Elegant Visualization of Density Distribution in R Using Ridgeline

22 Mar

Elegant Visualization of Density Distribution in R Using Ridgeline

This article how to visualize distribution in R using density ridgeline. The density ridgeline plot [ggridges package] is an alternative to the standard geom_density() [ggplot2 R package] function that can be useful for visualizing changes in distributions, of a continuous variable, over time or space.
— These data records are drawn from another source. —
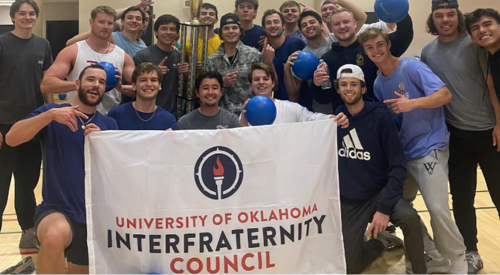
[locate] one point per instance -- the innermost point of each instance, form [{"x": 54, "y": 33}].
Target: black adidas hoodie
[
  {"x": 370, "y": 157},
  {"x": 338, "y": 56}
]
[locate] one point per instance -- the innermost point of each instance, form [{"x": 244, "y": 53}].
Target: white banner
[{"x": 247, "y": 200}]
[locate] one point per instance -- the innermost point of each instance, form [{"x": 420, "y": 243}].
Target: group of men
[{"x": 406, "y": 125}]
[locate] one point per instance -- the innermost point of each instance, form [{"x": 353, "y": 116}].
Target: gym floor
[{"x": 390, "y": 262}]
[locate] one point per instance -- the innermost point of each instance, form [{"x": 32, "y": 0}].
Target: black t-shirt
[
  {"x": 495, "y": 71},
  {"x": 22, "y": 63}
]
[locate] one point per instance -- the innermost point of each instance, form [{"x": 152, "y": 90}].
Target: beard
[{"x": 82, "y": 95}]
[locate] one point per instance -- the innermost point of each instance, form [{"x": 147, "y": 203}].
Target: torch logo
[{"x": 218, "y": 173}]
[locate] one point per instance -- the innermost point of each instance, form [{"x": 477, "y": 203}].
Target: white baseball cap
[{"x": 356, "y": 72}]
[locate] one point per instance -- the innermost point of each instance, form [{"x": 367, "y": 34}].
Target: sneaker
[
  {"x": 26, "y": 266},
  {"x": 474, "y": 262},
  {"x": 29, "y": 240},
  {"x": 391, "y": 228},
  {"x": 389, "y": 240},
  {"x": 434, "y": 265}
]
Ridgeline plots are partially overlapping line plots that create the impression of a mountain range.

You will learn how to:

Create basic density ridgeline plots
Add gradient fill colors under the curves
Add summary statistics such as quantile lines on the density plots
Add original data points onto the density curves

Contents:

Prerequisites
Basic density ridgeline plots
Density curves with gradient fill colors along the x axis
Add summary statistic lines
Add the original data points onto the density curves
Create histogram distributions using ridgeline
Change themes
Conclusion

Prerequisites

Load required R packages:

library(ggplot2)
library(ggridges)
theme_set(theme_minimal())

Key R functions:

geom_density_ridges(): first estimates data densities and then draws those using ridgelines. It arranges multiple density plots in a staggered fashion.

Basic density ridgeline plots

Key R functions:

geom_density_ridges(): Estimates data densities and then draws those using ridgelines. It arranges multiple density plots in a staggered fashion.

# Opened polygons
ggplot(iris, aes(x = Sepal.Length, y = Species, group = Species)) + 
  geom_density_ridges(fill = "#00AFBB")

# Closed polygons
ggplot(iris, aes(x = Sepal.Length, y = Species, group = Species)) + 
  geom_density_ridges2(fill = "#00AFBB")

# Cut off the trailin tails. 
# Specify `rel_min_height`: a percent cutoff
ggplot(iris, aes(x = Sepal.Length, y = Species)) + 
  geom_density_ridges(fill = "#00AFBB", rel_min_height = 0.01)

Note that, the grouping aesthetic does not need to be provided if a categorical variable is mapped onto the y axis, but it does need to be provided if the variable is numerical.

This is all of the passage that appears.